None of those, I don´t watch TV, I am too busy living a real life.
What is feminism?
I don’t know. Is it a brand of perfume?
Something ugly; I think it means that you don’t like sex and you want to spoil people’s fun.
I read about it in history class; I don’t think it’s relevant now, I think we are ‘post-feminist’, despite the fact that the objectification of women contributes to their repression and misery in various explicit and subtle ways, as expressed through a myriad of different cultural and social dynamics. Despite the fact that a miniscule proportion of rape cases ever even go to trial, so slim is the possibility of a conviction, despite the fact that rape is used as a torture method by armies all over the world, despite the fact that many cultures systematically silence and undermine women whether it’s by stoning them for adultery or slagging them off in the press for being too fat, too thin, too much of a mother, too much of a worker, too much of a whore, not sexually available enough…Despite the fact that the men are paid more than women in practically every single profession. Despite the fact that according to the 2007 Equal Opportunities Commision at the current rate of progress it will take 60 years to reach an equal number of female directors in FTSE 100 boardrooms and another 40 general elections before women hold an equal number of parliamentary seats. Despite all these reasons and many more, I choose to honour the sacrifices made for me by women struggling for equality, by dressing up sexy and dying my eyelashes, by wearing high heels and manipulating male sexual desire to make me feel powerful in a world which doesn’t appreciate the realities of feminity, and which always judges me first as a sexual object before recognising me as a human being.
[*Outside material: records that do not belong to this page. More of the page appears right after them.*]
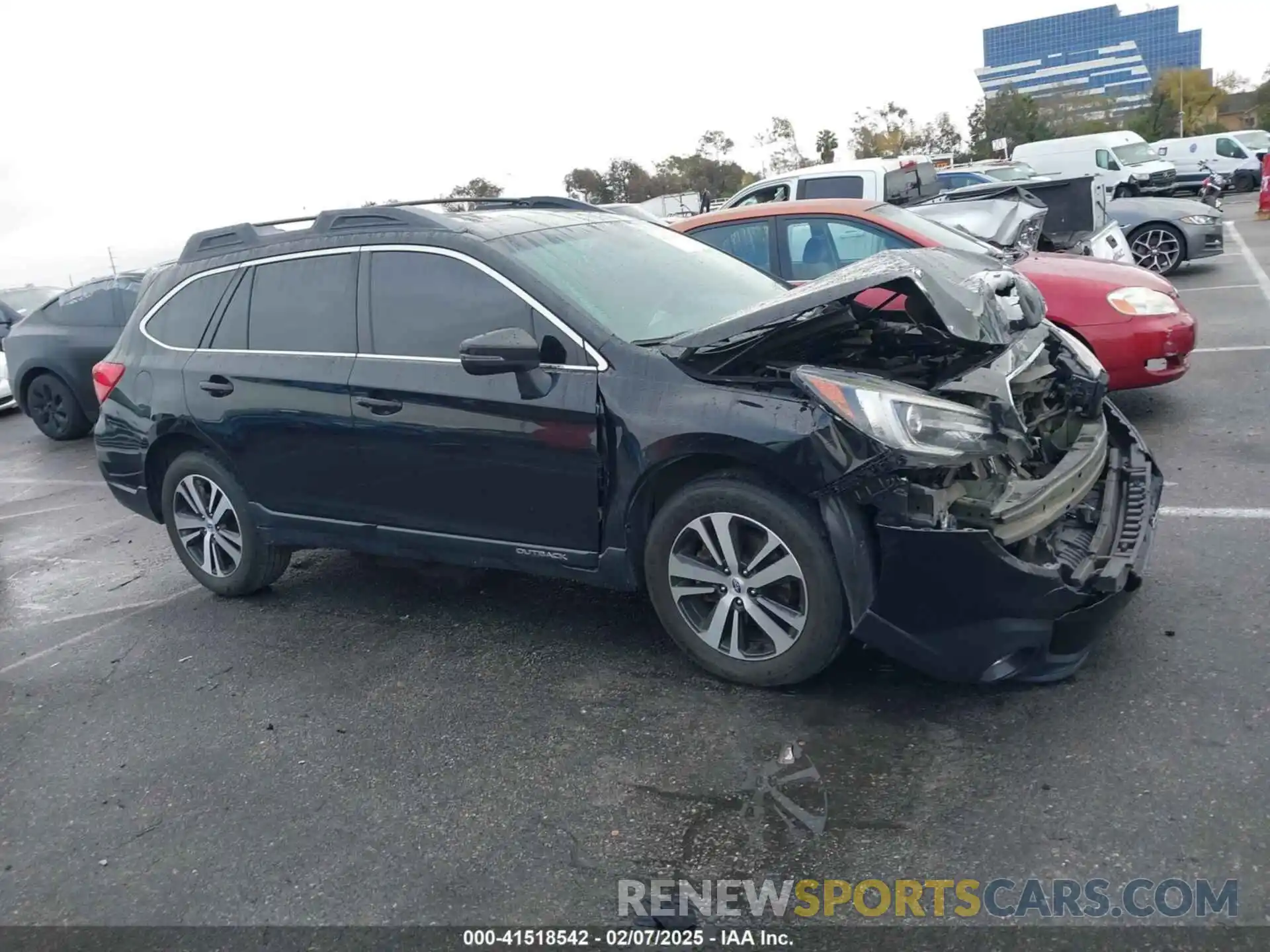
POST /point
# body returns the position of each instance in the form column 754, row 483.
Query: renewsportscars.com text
column 964, row 898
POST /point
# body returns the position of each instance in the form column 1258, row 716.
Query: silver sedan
column 1166, row 231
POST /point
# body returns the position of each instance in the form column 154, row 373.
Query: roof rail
column 502, row 201
column 390, row 215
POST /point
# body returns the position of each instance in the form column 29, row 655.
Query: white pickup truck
column 896, row 180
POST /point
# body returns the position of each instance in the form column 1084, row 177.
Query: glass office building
column 1097, row 51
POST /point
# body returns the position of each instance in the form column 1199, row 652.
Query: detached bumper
column 959, row 606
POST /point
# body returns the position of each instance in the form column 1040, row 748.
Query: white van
column 897, row 180
column 1121, row 160
column 1222, row 151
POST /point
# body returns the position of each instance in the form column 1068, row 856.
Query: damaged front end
column 1001, row 500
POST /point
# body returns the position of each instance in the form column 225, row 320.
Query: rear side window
column 306, row 303
column 232, row 332
column 183, row 319
column 426, row 305
column 101, row 303
column 832, row 187
column 748, row 240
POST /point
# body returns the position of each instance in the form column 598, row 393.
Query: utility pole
column 1181, row 103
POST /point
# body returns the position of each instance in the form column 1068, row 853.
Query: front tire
column 55, row 411
column 1159, row 248
column 211, row 528
column 743, row 578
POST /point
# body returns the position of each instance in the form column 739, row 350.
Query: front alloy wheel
column 207, row 526
column 742, row 576
column 1158, row 251
column 738, row 587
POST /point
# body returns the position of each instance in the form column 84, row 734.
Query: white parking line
column 1254, row 264
column 51, row 483
column 1214, row 513
column 1218, row 287
column 136, row 608
column 51, row 509
column 1230, row 349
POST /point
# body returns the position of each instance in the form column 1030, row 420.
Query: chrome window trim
column 601, row 364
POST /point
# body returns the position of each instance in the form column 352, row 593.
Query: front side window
column 427, row 305
column 1230, row 149
column 640, row 281
column 748, row 240
column 773, row 193
column 305, row 303
column 1256, row 140
column 1016, row 172
column 818, row 245
column 833, row 187
column 183, row 319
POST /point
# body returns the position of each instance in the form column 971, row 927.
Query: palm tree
column 825, row 143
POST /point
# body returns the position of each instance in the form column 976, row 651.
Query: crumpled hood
column 973, row 298
column 1000, row 221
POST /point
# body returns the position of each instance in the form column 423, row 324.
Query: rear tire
column 211, row 528
column 781, row 631
column 55, row 411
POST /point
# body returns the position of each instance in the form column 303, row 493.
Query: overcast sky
column 130, row 125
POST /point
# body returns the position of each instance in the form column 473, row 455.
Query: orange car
column 1129, row 317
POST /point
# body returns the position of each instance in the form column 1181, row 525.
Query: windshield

It’s a state of mind, and an everyday expression of my politics – I call myself a feminist because I appreciate having the right to vote, the right to control my own contraception and reproductive freedoms, that (at least on paper) I can enter and should be allowed to flourish in any job I choose, and because I recognise that these are rights that were fought for, not freely given. Because I can see that the problems highlighted by the suffragettes, the women’s liberation movement, and by women and men working together all over the world, are real and present in my daily life, and I am reminded of it everytime a man in the street comments on my body, looks me up and down and thinks it’s their right to proposition me, sleaze on me or insult me. I see that not only is feminism important to keep fighting for true equality, but that learning to share power is the most important way we can evolve to work together for a fairer and more sustainable society.
Can you spell MISOGYNY? Do you know what it means? What about MISANTHROPY? Can you see anyway that they are connected?
Please scan and send this form to email@example.com or download a PDF questionaire at www.smashmisscontest.wordpress.com before the 15 June 2009. Contestants passing to the finals will be contacted before the 22nd June 2009 for a second test. This process will repeat itself and continue until the end of January 2020, when you’ll be contacted by one of our public relation’s team who will then re-direct you to another department. Prizes include: higher selfesteem, information about what really is happening in the world, common knowledge about feminism, sense of being a part of something bigger that a fucking beauty contest, a broken fridge, Smash Miss Contest badges and T-shirts, a bike trip to Hackney (all expenses included) and exclusive invitations for tea and chats at alternative social centres across London.